Spot prices on the key East-West corridors have usually increased during the lead up to Chinese New Year (CNY), which lands in and around the end of January/mid-February.
As of February 8 the composite benchmark rate for the WCI that covers eight major East-West trades, was USD 1,512 per 40ft container, a rise of 25% on the year-end 2017 figure six weeks prior. Similar increases were seen in both of the previous two years’ six-weeks out from CNY.
While there is a lot of potential new tonnage due in 2018 (some 2 million TEU after slippage from last year), the carriers are expected to suppress their impact with more deferrals, scrapping and if necessary by reactivating the idle fleet, which is now below 2%.

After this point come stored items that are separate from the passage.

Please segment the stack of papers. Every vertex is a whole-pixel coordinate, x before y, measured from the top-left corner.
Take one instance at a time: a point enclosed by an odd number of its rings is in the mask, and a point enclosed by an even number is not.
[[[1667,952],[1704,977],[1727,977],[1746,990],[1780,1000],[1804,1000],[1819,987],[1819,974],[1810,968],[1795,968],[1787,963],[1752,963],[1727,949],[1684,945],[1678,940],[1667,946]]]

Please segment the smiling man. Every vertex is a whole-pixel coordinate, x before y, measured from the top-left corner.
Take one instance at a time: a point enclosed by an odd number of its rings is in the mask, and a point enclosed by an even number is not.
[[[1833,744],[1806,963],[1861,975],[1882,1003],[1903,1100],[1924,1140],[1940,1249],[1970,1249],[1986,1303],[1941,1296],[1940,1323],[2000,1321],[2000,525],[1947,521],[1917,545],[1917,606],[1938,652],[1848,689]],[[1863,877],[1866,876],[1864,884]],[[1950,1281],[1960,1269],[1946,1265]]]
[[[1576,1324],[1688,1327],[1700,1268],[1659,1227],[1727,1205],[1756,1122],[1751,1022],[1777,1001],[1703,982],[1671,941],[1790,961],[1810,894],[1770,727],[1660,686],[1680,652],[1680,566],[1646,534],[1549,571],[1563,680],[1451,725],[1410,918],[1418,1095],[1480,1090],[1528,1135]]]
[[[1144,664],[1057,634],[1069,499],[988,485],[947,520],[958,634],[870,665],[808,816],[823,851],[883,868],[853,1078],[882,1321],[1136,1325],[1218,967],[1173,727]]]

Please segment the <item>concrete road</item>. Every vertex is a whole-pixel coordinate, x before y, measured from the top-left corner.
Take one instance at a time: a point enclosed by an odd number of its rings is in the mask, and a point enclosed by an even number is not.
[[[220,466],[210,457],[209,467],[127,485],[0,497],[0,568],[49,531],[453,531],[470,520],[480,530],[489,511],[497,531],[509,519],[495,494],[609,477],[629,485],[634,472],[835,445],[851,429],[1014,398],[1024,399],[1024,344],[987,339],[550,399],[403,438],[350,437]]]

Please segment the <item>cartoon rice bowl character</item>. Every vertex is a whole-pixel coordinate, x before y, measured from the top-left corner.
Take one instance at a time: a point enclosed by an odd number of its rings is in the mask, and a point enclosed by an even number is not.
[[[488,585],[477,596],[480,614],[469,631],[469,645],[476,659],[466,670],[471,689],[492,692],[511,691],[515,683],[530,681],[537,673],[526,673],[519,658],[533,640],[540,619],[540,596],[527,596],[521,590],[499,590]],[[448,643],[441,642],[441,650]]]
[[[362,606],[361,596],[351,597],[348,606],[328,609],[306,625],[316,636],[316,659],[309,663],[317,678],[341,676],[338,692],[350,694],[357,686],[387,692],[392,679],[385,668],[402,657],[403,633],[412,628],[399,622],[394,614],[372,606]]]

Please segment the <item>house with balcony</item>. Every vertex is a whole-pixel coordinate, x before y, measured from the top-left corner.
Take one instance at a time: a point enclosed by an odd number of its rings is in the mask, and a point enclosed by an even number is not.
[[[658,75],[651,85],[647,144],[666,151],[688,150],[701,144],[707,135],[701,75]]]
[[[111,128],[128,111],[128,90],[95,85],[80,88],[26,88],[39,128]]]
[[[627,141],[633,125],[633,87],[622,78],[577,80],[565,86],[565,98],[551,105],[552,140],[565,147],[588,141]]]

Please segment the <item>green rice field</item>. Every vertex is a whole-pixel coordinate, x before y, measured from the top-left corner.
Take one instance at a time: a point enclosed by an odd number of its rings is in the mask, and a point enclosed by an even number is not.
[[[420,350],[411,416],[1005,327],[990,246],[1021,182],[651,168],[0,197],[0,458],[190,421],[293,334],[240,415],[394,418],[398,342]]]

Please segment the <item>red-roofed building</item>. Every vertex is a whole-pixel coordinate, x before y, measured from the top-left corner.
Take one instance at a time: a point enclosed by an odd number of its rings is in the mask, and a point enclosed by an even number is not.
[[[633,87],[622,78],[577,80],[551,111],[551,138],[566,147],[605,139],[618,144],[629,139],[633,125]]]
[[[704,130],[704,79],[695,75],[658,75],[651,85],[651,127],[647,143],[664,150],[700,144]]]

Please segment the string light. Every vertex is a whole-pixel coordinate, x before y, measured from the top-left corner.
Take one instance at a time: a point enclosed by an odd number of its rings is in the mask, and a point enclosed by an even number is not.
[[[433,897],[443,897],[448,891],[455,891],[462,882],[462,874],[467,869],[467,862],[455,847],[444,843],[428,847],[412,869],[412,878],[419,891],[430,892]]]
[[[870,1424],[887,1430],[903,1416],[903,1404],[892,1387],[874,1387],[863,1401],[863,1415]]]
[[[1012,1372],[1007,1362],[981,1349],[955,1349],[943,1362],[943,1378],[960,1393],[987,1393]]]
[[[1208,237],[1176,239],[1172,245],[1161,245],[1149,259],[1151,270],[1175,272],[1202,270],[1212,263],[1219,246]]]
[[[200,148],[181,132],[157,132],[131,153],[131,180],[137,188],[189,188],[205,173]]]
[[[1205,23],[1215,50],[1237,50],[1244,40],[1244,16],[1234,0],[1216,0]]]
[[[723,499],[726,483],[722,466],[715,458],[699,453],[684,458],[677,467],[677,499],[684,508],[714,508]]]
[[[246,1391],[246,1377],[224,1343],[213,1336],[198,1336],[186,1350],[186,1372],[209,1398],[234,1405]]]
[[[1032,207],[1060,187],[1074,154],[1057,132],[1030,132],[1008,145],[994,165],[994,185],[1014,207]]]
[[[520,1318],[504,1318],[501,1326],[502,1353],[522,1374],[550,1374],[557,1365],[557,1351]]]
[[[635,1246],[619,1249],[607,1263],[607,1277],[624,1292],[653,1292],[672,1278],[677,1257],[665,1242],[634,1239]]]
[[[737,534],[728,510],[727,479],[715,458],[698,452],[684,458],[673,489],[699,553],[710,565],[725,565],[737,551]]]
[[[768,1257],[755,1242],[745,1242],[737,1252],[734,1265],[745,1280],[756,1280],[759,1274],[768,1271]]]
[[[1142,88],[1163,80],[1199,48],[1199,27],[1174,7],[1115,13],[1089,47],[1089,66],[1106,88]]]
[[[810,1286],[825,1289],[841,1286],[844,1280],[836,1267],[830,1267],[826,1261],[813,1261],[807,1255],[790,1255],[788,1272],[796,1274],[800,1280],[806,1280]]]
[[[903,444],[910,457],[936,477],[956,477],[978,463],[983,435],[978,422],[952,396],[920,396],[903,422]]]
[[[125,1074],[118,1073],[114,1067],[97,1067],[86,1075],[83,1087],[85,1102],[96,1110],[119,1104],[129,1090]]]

Moreover, void sailings will remain a key part of the arsenal to prevent trade load factors falling precipitously in any given month.
Last year brought some respite for carriers as the pre-CNY gains exceeded the post-CNY lull, which meant that the prevailing rates six weeks after CNY was around USD 100 higher than it had been six weeks prior to the festivities, giving a reasonably stable platform for contract negotiations.